Last week I met John, a process expert who works at a renowned cosmetic manufacturing company. John was pretty frustrated over a data scientist who could not give him a plot using the data analytics technique of his choice. He was interested in showing grouping patterns in his data using PCA plots.

When I got to know John was dealing with a data problem, I got curious. So I asked him, can I see the data? And he gladly shared the data with me, looking for a better outcome.

But it was in vain. Even I couldn’t create a PCA plot out of John’s data. The reason was that John was trying to make a PCA plot using a dataset that could be easily visualized without a dimensionality reduction method. In other words, it was data that could be easily visualized in a two-dimensional space without using any machine learning algorithm.

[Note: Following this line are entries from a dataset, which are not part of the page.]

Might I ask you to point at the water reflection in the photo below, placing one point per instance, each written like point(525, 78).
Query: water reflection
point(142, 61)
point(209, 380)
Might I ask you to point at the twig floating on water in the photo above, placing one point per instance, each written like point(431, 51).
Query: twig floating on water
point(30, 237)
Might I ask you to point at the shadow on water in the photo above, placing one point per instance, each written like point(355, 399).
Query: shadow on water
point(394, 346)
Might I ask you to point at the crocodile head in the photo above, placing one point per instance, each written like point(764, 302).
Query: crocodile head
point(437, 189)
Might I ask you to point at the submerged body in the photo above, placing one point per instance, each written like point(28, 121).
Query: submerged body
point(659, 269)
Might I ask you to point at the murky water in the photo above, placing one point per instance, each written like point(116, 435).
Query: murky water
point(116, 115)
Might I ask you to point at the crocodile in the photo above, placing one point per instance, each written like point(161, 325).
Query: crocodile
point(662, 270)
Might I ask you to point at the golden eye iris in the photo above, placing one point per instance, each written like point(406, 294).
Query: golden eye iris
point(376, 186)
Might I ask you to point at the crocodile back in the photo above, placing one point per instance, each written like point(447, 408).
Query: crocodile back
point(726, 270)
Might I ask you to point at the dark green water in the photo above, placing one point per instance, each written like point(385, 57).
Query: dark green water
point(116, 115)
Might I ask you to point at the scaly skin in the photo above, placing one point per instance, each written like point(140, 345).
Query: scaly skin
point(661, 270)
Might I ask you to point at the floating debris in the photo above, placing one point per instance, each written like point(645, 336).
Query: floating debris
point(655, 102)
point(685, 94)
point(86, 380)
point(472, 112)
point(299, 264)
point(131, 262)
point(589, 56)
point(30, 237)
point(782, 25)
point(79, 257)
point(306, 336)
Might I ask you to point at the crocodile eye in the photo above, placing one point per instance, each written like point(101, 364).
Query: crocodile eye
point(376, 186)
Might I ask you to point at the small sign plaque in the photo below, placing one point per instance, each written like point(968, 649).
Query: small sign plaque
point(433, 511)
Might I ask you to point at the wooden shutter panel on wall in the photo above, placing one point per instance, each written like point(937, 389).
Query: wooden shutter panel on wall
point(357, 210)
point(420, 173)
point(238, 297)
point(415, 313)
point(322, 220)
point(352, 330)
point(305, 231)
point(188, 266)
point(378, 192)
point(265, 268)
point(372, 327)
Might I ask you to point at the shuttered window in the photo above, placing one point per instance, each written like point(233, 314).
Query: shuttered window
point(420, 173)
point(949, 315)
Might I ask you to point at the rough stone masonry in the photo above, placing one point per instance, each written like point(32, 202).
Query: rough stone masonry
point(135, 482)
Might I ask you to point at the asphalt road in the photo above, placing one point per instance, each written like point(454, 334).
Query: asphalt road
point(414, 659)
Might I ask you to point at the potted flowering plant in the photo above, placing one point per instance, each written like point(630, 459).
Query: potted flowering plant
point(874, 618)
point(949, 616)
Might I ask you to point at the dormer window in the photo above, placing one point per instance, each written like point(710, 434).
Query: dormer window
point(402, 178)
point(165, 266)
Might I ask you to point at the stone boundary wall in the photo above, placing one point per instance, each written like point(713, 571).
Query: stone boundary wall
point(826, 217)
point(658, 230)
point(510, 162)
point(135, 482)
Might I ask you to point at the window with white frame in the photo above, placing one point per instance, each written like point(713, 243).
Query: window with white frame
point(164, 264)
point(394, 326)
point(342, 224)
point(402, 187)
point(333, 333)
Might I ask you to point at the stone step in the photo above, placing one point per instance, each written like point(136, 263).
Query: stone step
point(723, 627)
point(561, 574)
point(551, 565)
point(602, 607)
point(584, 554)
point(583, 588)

But then why was John after the PCA? After we talked for a few more minutes, John said that he saw this method in a research paper and believed it would solve his problem. This explanation helped me to identify the root cause. At the same time, it triggered me to write down this article. I am writing this article for all the Johns who need a helping hand in selecting the most appropriate analytics approach to solve your problem.

Data Analytics Method for 2-Dimensional Data

Try the simplest approach first. If it can be done in Excel, then do it in excel! Taking a lesson from John’s experience, always try to do the simplest step first. Ask yourself, ‘Can I plot this in Excel?’ If the answer is yes, just do it right away. You can either choose to just plot the data for exploratory analysis or build a simple linear regression model for quantitative modeling depending on the use case.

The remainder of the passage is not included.